The bandits stirred. I saw the gunner glance at the man beside him, a flicker of hope breaking through the fog of two days' captivity and Daoist scripture. Four men fed and sheltered was no small thing. Xie, however, was counting. His eye moved from me to his men and back.
"That's four," he said. "I've got eight, counting myself."
"The remaining four, yourself included, I have a different use for." I crouched down, bringing myself to his eye level. "You know the terrain between here and the county seat. The trails, the passes, which routes the horsemen patrol and which they ignore. I need guides. Supplied with two dou grain from the stores."
His expression sharpened. "Guides. To the county. And the horsemen."
"I want to see what we're dealing with. And if the opportunity presents itself, I'd like to see if we can't persuade them to find somewhere else to winter."
I paused, letting the next words carry their full weight. "You'd have your territory back."
Xie Qingyun studied me, "And if you can't persuade them? If there are too many, or they're better armed than you expect?"
I smiled and swept my hand toward the three women beside me.
"You've seen what they can do," I said simply.
Xie's gaze lingered on Lady Chen for a long moment. I could see him replaying the fight at the village entrance.
He let out a long, slow breath through his nose. "It's about the best we're going to get, isn't it?"
He nodded. Then his eye flicked to the SanYanChong still resting against my shoulder.
"One more thing," he said, his voice dropping to the casual tone of a man adding a minor afterthought. "The thunder weapon. Leave it with us when you go."
"No," I said, and I said it without hesitation. "This stays with the Lǐzhèng." I met Xie's eye. "In case anyone has cause to question his authority."
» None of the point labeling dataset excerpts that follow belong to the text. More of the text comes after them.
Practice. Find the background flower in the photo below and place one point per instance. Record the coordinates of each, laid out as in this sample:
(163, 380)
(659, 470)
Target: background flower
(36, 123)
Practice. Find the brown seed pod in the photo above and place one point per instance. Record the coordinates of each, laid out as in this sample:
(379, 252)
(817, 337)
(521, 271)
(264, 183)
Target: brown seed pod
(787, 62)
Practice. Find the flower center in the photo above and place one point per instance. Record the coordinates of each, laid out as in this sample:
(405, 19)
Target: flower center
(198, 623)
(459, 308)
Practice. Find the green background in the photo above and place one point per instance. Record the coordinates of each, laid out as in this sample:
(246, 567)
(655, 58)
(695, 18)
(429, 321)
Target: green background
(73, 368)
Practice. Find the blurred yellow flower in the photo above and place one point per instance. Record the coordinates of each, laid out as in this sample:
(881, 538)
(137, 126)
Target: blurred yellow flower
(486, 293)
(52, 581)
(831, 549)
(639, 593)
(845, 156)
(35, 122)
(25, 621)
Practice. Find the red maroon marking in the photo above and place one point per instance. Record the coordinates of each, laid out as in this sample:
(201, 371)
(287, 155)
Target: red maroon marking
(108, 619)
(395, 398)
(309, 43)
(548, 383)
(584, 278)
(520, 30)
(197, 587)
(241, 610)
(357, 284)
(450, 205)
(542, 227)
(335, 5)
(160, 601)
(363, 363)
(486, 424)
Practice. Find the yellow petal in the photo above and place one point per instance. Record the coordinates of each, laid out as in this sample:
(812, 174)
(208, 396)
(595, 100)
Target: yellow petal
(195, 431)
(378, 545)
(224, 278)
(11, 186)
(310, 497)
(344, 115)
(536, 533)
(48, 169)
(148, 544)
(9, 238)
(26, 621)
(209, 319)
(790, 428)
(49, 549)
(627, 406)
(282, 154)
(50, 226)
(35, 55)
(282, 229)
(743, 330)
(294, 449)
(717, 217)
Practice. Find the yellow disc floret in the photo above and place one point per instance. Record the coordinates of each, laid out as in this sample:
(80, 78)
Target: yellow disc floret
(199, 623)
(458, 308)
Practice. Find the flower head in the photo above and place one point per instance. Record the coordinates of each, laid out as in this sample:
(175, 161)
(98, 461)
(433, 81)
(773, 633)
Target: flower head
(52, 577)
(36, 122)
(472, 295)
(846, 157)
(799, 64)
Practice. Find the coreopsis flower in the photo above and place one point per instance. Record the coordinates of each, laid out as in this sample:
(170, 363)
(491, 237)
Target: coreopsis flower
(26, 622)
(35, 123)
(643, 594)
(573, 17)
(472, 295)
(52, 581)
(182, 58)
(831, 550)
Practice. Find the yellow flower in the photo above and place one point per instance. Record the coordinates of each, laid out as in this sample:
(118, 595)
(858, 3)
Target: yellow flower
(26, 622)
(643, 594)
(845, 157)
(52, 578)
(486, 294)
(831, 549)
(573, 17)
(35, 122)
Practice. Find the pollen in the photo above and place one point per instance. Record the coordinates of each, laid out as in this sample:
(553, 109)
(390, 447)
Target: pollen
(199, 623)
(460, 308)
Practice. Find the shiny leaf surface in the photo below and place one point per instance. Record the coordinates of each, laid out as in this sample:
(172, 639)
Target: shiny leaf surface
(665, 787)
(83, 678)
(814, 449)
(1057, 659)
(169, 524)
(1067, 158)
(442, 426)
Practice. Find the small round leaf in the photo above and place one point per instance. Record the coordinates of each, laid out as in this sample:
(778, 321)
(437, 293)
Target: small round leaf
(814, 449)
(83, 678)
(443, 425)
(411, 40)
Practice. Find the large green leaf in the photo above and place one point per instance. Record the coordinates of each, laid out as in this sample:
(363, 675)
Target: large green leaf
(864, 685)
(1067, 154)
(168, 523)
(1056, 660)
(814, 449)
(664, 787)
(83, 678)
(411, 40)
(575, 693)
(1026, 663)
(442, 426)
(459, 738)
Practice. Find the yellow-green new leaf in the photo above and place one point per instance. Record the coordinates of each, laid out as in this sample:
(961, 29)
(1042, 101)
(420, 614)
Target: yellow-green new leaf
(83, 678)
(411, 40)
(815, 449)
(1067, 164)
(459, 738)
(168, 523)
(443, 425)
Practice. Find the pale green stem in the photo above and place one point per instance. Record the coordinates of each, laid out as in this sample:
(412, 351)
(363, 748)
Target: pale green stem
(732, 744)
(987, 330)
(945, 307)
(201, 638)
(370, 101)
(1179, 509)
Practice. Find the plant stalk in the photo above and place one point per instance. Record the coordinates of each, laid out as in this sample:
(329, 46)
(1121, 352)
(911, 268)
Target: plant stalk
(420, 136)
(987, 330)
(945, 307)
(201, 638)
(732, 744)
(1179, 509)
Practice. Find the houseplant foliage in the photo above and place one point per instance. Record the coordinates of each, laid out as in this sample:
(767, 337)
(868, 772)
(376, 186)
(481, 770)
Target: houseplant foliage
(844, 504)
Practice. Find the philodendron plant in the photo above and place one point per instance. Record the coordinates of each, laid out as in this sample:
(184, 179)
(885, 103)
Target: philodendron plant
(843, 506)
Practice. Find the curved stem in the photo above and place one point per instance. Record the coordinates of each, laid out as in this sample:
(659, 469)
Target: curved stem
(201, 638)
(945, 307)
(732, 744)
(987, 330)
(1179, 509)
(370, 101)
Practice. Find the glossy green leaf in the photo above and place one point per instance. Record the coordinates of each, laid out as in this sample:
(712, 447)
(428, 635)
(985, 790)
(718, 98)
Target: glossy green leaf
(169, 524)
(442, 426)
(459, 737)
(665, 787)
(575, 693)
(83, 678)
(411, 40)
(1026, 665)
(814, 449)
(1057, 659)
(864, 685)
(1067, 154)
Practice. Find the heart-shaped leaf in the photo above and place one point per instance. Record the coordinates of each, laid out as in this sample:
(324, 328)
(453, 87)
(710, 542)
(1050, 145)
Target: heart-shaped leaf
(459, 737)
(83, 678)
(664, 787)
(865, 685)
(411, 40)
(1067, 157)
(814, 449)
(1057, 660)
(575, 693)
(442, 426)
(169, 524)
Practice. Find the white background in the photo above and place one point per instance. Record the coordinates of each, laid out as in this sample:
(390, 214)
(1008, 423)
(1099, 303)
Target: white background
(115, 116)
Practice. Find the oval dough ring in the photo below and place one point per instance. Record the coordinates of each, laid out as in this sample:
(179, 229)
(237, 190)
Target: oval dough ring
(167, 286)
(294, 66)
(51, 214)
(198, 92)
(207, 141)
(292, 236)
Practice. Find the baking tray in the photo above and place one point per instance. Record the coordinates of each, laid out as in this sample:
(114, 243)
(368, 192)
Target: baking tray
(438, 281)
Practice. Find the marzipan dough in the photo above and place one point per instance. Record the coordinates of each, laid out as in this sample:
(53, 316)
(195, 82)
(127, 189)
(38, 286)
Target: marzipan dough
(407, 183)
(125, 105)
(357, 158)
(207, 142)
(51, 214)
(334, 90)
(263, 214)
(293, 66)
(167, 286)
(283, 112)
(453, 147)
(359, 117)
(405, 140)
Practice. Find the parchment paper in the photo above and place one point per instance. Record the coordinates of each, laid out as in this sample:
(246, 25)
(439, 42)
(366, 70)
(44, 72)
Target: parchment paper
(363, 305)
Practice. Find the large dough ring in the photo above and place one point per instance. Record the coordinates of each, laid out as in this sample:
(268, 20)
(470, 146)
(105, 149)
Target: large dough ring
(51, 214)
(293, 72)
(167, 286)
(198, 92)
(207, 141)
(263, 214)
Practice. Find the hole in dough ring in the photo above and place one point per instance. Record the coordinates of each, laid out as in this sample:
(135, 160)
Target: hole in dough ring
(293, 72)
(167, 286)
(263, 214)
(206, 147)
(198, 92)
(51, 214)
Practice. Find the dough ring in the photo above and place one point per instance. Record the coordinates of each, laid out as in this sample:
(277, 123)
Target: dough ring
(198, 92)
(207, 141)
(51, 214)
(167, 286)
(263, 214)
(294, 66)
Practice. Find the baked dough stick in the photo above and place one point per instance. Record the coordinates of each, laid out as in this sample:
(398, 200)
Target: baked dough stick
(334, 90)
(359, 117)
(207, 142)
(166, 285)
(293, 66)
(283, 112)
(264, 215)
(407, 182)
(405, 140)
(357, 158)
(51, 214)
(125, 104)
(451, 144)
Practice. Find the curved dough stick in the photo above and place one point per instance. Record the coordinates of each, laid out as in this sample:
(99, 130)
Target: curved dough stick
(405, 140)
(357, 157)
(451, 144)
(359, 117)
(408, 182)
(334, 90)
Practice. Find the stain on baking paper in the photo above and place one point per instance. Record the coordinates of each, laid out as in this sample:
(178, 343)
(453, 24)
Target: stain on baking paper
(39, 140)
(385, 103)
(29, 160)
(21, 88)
Xie held my gaze for a long moment, the one-eyed veteran measuring the man before him. A dry, grudging smile cracked his weathered face.
"Fair enough," he said.
I reached down and cut the hemp bonds at his wrists with a small knife from my belt. He rubbed the raw, reddened skin where the rope had been, flexing his fingers. Then he extended his right hand, palm up, in the open-handed clasp of a deal.
I took it. His grip was rough, calloused, and firm. I matched it.
"You have my word, Brother Xie," I said.
And you have my grain, Brother Cui. I'll mark it on the Shitai's map."